Jurisprudences utilisées pour enrichir le commentaire
Fondements juridiques
Article 145 du Code de procédure civile En vigueur
S’il existe un motif légitime de conserver ou d’établir avant tout procès la preuve de faits dont pourrait dépendre la solution d’un litige, les mesures d’instruction légalement admissibles peuvent être ordonnées à la demande de tout intéressé, sur requête ou en référé.
La juridiction territorialement compétente pour statuer sur une demande formée en application du premier alinéa est, au choix du demandeur, celle susceptible de connaître de l’affaire au fond ou, s’il y a lieu, celle dans le ressort de laquelle la mesure d’instruction doit être exécutée.
Par dérogation au deuxième alinéa, lorsque la mesure d’instruction porte sur un immeuble, la juridiction du lieu où est situé l’immeuble est seule compétente.
Article 750-1 du Code de procédure civile En vigueur
En application de l’article 4 de la loi n° 2016-1547 du 18 novembre 2016, à peine d’irrecevabilité que le juge peut prononcer d’office, la demande en justice est précédée, au choix des parties, d’une tentative de conciliation menée par un conciliateur de justice, d’une tentative de médiation ou d’une tentative de procédure participative, lorsqu’elle tend au paiement d’une somme n’excédant pas 5 000 euros ou lorsqu’elle est relative à l’une des actions mentionnées aux articles R. 211-3-4 et R. 211-3-8 du code de l’organisation judiciaire ou à un trouble anormal de voisinage.

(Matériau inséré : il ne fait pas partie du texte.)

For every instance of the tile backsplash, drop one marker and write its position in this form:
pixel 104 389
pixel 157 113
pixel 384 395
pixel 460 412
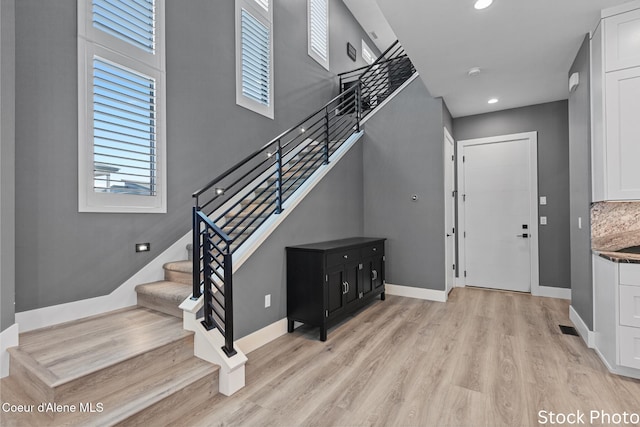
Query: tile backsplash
pixel 615 225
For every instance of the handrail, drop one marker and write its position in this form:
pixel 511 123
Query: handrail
pixel 264 147
pixel 240 199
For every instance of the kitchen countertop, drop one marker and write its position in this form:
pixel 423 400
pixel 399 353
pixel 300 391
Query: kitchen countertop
pixel 619 256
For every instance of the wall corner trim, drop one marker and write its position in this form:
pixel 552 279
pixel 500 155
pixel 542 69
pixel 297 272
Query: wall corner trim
pixel 587 336
pixel 419 293
pixel 8 338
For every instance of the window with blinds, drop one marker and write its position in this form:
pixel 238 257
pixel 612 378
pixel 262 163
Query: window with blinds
pixel 124 130
pixel 131 21
pixel 318 31
pixel 121 144
pixel 254 53
pixel 256 59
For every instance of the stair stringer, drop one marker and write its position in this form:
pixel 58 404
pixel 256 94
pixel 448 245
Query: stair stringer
pixel 207 345
pixel 242 254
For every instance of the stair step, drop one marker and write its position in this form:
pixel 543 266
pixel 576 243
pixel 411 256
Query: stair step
pixel 179 271
pixel 158 399
pixel 85 358
pixel 163 296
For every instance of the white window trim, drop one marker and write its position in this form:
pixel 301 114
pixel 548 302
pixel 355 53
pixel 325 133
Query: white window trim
pixel 322 61
pixel 94 42
pixel 266 18
pixel 366 48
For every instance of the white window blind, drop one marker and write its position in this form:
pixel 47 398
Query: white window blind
pixel 264 4
pixel 130 20
pixel 124 126
pixel 256 59
pixel 318 11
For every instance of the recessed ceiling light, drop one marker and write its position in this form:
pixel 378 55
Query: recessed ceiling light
pixel 473 71
pixel 482 4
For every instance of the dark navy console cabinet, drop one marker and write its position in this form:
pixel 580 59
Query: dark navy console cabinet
pixel 328 281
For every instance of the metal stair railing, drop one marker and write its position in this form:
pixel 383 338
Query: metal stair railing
pixel 238 201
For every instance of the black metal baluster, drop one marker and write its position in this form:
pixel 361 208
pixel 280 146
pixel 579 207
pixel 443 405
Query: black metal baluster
pixel 279 178
pixel 228 305
pixel 195 252
pixel 326 135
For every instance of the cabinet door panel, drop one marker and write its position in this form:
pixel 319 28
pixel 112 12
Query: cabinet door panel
pixel 623 134
pixel 377 272
pixel 630 347
pixel 367 283
pixel 630 306
pixel 353 282
pixel 335 290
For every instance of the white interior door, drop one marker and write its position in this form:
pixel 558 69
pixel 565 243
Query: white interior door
pixel 449 216
pixel 499 203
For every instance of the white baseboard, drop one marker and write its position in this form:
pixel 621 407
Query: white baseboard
pixel 262 336
pixel 587 335
pixel 551 292
pixel 123 296
pixel 419 293
pixel 8 338
pixel 619 370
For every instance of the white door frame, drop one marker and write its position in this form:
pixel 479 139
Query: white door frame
pixel 449 199
pixel 533 211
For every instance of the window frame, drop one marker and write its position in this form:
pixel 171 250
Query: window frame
pixel 319 59
pixel 92 43
pixel 265 17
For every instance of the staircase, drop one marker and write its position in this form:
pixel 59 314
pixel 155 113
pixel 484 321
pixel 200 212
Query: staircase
pixel 174 351
pixel 134 365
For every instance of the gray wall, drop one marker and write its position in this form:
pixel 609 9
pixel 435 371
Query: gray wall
pixel 550 120
pixel 7 164
pixel 333 210
pixel 580 185
pixel 63 255
pixel 403 155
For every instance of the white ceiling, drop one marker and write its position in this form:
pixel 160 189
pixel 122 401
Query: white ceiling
pixel 524 48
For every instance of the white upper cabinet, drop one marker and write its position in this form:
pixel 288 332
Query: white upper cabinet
pixel 615 92
pixel 622 34
pixel 622 108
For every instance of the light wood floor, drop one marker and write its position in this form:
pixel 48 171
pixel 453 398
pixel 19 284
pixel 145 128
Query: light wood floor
pixel 484 358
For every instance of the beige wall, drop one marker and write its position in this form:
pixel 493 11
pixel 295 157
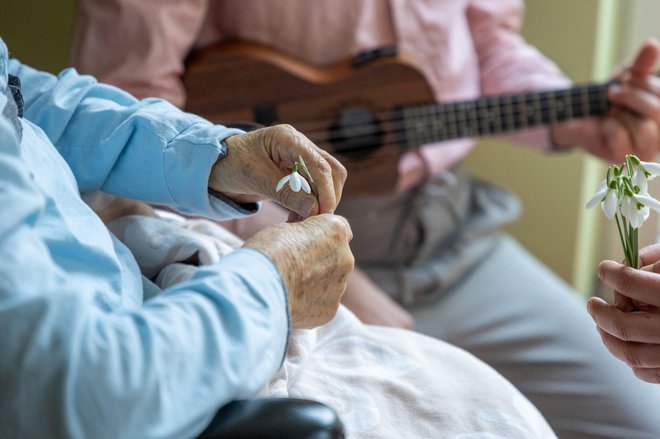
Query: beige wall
pixel 549 185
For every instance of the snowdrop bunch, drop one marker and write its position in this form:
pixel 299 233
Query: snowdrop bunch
pixel 623 195
pixel 297 181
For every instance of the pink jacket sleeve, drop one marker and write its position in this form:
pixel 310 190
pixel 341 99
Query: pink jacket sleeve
pixel 507 63
pixel 138 45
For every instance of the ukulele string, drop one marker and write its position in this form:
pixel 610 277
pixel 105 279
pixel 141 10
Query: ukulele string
pixel 463 125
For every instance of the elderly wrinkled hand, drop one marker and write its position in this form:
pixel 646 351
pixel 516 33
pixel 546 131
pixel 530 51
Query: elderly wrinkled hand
pixel 314 260
pixel 630 328
pixel 632 126
pixel 257 160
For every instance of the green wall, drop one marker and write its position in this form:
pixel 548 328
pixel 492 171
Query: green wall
pixel 553 221
pixel 552 187
pixel 38 31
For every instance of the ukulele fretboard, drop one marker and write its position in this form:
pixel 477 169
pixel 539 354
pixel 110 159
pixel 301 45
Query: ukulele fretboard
pixel 500 114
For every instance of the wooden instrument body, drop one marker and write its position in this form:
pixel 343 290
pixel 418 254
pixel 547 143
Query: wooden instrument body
pixel 233 82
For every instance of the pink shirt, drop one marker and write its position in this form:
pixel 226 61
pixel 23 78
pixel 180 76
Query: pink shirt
pixel 466 48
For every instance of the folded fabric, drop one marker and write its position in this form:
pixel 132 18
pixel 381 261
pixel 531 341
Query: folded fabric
pixel 383 382
pixel 157 242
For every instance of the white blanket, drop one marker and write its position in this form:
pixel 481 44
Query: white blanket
pixel 383 382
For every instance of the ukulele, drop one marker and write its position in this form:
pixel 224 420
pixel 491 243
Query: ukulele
pixel 366 114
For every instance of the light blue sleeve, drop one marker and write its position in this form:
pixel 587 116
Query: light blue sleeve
pixel 69 369
pixel 147 150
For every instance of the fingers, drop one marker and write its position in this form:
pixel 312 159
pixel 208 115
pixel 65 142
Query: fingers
pixel 638 327
pixel 643 133
pixel 646 59
pixel 337 224
pixel 616 139
pixel 650 254
pixel 643 358
pixel 636 102
pixel 640 285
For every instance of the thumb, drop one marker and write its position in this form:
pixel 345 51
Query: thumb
pixel 646 59
pixel 300 203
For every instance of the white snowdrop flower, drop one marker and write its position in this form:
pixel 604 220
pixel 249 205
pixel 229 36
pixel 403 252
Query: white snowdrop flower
pixel 652 168
pixel 634 212
pixel 607 198
pixel 296 182
pixel 639 179
pixel 624 197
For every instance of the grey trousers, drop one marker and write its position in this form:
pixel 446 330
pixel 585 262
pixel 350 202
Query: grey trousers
pixel 499 303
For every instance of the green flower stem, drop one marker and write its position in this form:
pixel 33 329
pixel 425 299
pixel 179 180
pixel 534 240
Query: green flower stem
pixel 623 240
pixel 301 162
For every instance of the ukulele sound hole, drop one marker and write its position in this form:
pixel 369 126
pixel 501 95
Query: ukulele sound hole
pixel 356 133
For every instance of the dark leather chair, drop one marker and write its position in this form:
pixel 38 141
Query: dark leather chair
pixel 276 418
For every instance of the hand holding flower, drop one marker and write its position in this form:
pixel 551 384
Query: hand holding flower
pixel 625 190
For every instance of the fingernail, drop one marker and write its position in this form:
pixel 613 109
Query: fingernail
pixel 307 207
pixel 589 310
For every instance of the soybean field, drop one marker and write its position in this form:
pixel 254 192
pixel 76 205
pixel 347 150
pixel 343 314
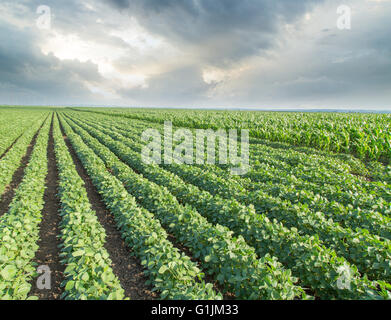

Les parties sont dispensées de l’obligation mentionnée au premier alinéa dans les cas suivants :
1° Si l’une des parties au moins sollicite l’homologation d’un accord ;
2° Lorsque l’exercice d’un recours préalable est imposé auprès de l’auteur de la décision ;
3° Si l’absence de recours à l’un des modes de résolution amiable mentionnés au premier alinéa est justifiée par un motif légitime tenant soit à l’urgence manifeste, soit aux circonstances de l’espèce rendant impossible une telle tentative ou nécessitant qu’une décision soit rendue non contradictoirement, soit à l’indisponibilité de conciliateurs de justice entraînant l’organisation de la première réunion de conciliation dans un délai supérieur à trois mois à compter de la saisine d’un conciliateur ; le demandeur justifie par tout moyen de la saisine et de ses suites ;
4° Si le juge ou l’autorité administrative doit, en application d’une disposition particulière, procéder à une tentative préalable de conciliation ;
5° Si le créancier a vainement engagé une procédure simplifiée de recouvrement des petites créances, conformément à l’article L. 125-1 du code des procédures civiles d’exécution.